A Beginner’s Guide to Indoor Netball
One of the indoor games that is fast-growing in popularity here in Australia in indoor netball. This indoor version of the 7-a-side netball obviously draws many of its game mechanics from basketball. It’s fun, very competitive, and always a great way to form and strengthen your camaraderie with your best buds. Unlike netball, however, indoor netball puts more emphasis on mixed-gender matches, although there are still all-men and all-women games. Here are some of the basic things you have to know about indoor netball.
As I already mentioned, indoor netball is an indoor version of netball. The court is typically smaller and all sides and the top are covered in net. This is to make sure that the ball will never bounce off the court and allow for a more continuous gameplay. The court is divided into two halves, unlike the netball where there are three sections. Each half is designated to a particular team. At the end of both halves are posts with a ring for shooting the ball into. It’s like basketball except that there is no board with which to bounce the ball off.
Each team is composed of 6 players, two each in the defence, attack, and centre positions. The defence players can only stay in their defence half of the court while attack players can only operate in the other half where the scoring is to be made.

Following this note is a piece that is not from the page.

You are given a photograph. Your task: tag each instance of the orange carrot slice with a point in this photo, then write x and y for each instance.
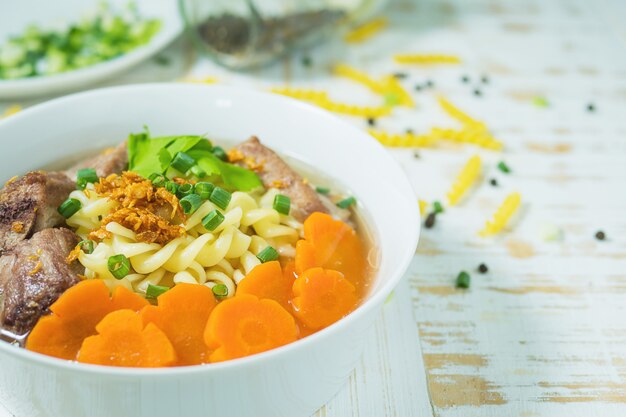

The centre players are your all-around players, running up and down the entire length of the court except that they cannot go inside the small circles on the court.
You don’t have to worry about where to play indoor netball since there are now establishments in Australia that provide venues for such a fast-paced game. These are buildings that come with all the facilities and equipment needed to play the sport.
The Game Play
Just like basketball, players have to pass the ball from their defensive end of the court to the offence and their goal. The only difference, of course, is that they don’t get to dribble with the ball. As such, it is all about the ability to throw a calculated pass and the commensurate ability to catch the ball and stand your ground. It also requires precision shooting through a hoop that is just big enough to allow the ball through and without the use of any backboards to angle it in.
Here comes the fun part. Scoring in indoor netball is all about shooting the ball through the goal ring. This isn’t really easy as it requires precision and good release by the hands so that it swishes straight through the hoop. Remember, there aren’t any backboards which you can use to angle your shots in. I found this a bit of getting used to, but it does sharpen your shooting skills.
If you shoot the ball within the goal semi-circle, you score a point for your team. If you were able to shoot the ball from outside the semi-circle, you get 2 points. It’s a lot similar to the 3-point arc in basketball. The team who gets more goals at the end of the 40-minute game wins.
Indoor netball defending strategy isn’t that really different from defending in a basketball game, except that this is a non-contact sport. The key, therefore, is to remain focused on the ball (this is, after all, what you need to score), but without losing awareness of your opponent’s movements. Your best chance of an interception is correct positioning and lightning-bolt quickness to intercept an incoming pass.